Domenica delle Palme
(Is 50,4-7; Fil 2,6-11; Mt 26,14- 27,66)
In questa domenica, detta delle Palme, si celebrano, con la liturgia della parola, la passione e la morte di Gesù indispensabili per giungere al passaggio (Pasqua) che apre ad una vita nuova liberata dalla morte. Prendiamo due simboli. Giuda vende per trenta denari d’argento il Maestro alle autorità religiose. Trenta sicli d’argento erano il rimborso dovuto al padrone da chi avesse ucciso uno schiavo. Gesù si offre come schiavo, ma non come schiavo che realizzi i desideri e capricci umani, bensì come schiavo che opera affinché ognuno scopra di essere amato ed impari, a sua volta, ad amare. L’altro simbolo non può essere che la croce. Tremendo strumento di morte, ma soprattutto di sofferenza. Per l’appeso ogni tentativo di respirare, per trattenere la vita, è fonte di sofferenza estrema. Tuttavia quello strumento, con la sua verticalità, è disegnato come un tratto di unione tra la terra ed il cielo; mentre nei due bracci che si stendono orizzontalmente sembra attrarre a sé tutta l’umanità con la sua sofferenza.
L’amore, quello che non cerca né il proprio bene né il proprio interesse, è fatto così, ci viene dall’alto ed abbraccia tutti i fratelli del mondo, a partire dai più deboli e bisognosi. In quest’anno “A” la liturgia ci propone la passione secondo Matteo. Il suo racconto ha alcune particolarità. È solo in questo vangelo che Gesù indica chiaramente colui che sta per tradirlo. Strano che gli undici non abbiano assalito Giuda e non gli abbiano impedito di consegnare Gesù. Matteo probabilmente voleva ricordare alla comunità del suo tempo ed alle comunità di tutti i tempi che è molto facile farsi assorbire dal pensiero umano e tradire la parola e l’insegnamento di Gesù, salvo poi pentirsi e disperare del perdono, come ha fatto Giuda.

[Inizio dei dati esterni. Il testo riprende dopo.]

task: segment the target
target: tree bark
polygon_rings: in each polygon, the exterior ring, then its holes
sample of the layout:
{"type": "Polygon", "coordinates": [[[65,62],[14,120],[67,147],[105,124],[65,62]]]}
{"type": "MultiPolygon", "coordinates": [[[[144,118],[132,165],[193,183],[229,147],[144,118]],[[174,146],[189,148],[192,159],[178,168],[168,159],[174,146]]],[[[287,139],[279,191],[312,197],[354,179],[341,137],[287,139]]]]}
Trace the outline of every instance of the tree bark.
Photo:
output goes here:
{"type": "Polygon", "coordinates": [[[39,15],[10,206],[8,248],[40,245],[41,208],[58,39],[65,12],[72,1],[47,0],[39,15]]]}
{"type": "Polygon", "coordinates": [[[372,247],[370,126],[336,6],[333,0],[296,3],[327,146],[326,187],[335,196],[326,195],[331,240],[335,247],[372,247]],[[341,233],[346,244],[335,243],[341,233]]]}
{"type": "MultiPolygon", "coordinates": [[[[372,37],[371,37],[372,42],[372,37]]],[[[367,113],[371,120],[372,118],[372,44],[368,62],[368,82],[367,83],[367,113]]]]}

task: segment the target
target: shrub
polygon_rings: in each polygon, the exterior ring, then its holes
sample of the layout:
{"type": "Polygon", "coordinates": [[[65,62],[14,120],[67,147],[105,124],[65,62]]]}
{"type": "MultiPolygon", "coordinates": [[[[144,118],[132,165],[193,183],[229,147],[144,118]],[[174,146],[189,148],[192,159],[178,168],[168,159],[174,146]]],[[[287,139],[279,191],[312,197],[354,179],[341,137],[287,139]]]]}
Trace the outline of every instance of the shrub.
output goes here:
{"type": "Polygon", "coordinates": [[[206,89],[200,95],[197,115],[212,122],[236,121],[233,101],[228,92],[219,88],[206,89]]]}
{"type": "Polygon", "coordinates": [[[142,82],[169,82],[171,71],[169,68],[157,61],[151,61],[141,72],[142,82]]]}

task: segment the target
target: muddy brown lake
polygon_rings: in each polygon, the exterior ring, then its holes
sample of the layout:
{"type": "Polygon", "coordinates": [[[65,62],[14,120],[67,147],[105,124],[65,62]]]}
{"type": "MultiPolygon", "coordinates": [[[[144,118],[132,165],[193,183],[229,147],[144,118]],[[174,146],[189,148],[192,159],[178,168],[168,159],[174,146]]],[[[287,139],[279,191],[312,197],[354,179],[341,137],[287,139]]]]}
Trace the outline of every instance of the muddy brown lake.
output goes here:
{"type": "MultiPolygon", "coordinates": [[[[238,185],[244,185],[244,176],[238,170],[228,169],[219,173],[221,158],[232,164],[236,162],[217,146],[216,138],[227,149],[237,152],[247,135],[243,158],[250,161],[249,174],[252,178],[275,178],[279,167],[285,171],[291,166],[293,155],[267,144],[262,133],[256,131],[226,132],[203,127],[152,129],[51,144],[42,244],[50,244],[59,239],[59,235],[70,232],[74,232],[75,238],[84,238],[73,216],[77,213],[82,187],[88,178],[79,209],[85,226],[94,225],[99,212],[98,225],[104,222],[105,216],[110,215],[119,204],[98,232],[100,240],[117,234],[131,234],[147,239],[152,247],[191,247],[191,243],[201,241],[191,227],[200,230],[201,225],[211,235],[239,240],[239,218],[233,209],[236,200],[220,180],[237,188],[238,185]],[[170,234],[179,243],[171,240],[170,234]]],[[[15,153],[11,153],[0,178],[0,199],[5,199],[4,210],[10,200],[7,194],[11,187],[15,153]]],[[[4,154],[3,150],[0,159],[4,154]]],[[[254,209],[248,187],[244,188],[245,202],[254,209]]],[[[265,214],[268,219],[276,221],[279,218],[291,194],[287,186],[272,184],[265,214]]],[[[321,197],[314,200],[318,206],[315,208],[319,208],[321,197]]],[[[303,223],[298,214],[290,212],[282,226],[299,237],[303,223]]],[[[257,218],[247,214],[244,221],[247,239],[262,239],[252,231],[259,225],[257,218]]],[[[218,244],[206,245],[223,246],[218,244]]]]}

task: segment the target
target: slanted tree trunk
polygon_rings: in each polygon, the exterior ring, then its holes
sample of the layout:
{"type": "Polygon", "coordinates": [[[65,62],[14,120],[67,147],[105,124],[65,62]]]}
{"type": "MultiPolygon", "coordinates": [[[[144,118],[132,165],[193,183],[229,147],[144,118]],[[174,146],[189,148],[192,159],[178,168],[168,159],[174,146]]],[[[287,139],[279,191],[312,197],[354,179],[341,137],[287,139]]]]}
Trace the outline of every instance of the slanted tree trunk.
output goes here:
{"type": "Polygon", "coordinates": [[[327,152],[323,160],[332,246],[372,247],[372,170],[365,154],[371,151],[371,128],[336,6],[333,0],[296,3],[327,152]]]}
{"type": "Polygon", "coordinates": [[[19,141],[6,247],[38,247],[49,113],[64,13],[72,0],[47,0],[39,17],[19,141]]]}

Altra particolarità del Vangelo di Matteo è l’episodio del servo del sommo sacerdote, a cui viene reciso, con una spada, un orecchio. Il Maestro chiede ai suoi accompagnatori di metter via le armi anche se usate per impedire un arresto arbitrario. Tutto ciò che è costruito sul criterio della forza troverà, prima o dopo, una forza più grande che lo annienterà. Solo la debolezza disarmata dell’amore può vincere in maniera definitiva. Altre peculiarità di Matteo sono il sogno e la raccomandazione della moglie di Pilato, il fatto che questi si lavi le mani per non avere la responsabilità della morte di un giusto e la tremenda frase detta dagli Ebrei: ”Il suo sangue ricada su di noi e sui nostri figli.” Abbiamo notato come tutte le pagine dei vangeli siano, prima di essere cronaca, pagine di teologia.
Matteo scrive il suo vangelo dopo la distruzione di Gerusalemme e lo scrive proprio per gli Ebrei. Sottolinea come, se ci si comporta al contrario degli insegnamenti di Gesù, se si cerca sempre il proprio interesse, se si accetta la corruzione, se si usa la violenza, continuamente scorra sangue. Finiamo meditando sul velo del tempio che, subito dopo la morte di Gesù, fu squarciato. L’uso del passivo, indica l’opera di Dio. Con quella morte il velo che tiene nascoste le “cose” di Dio all’uomo, non ha più senso, tutto ciò che l’uomo può comprendere di Dio è stato svelato. Ora siamo pronti a vivere pienamente la Santa Pasqua.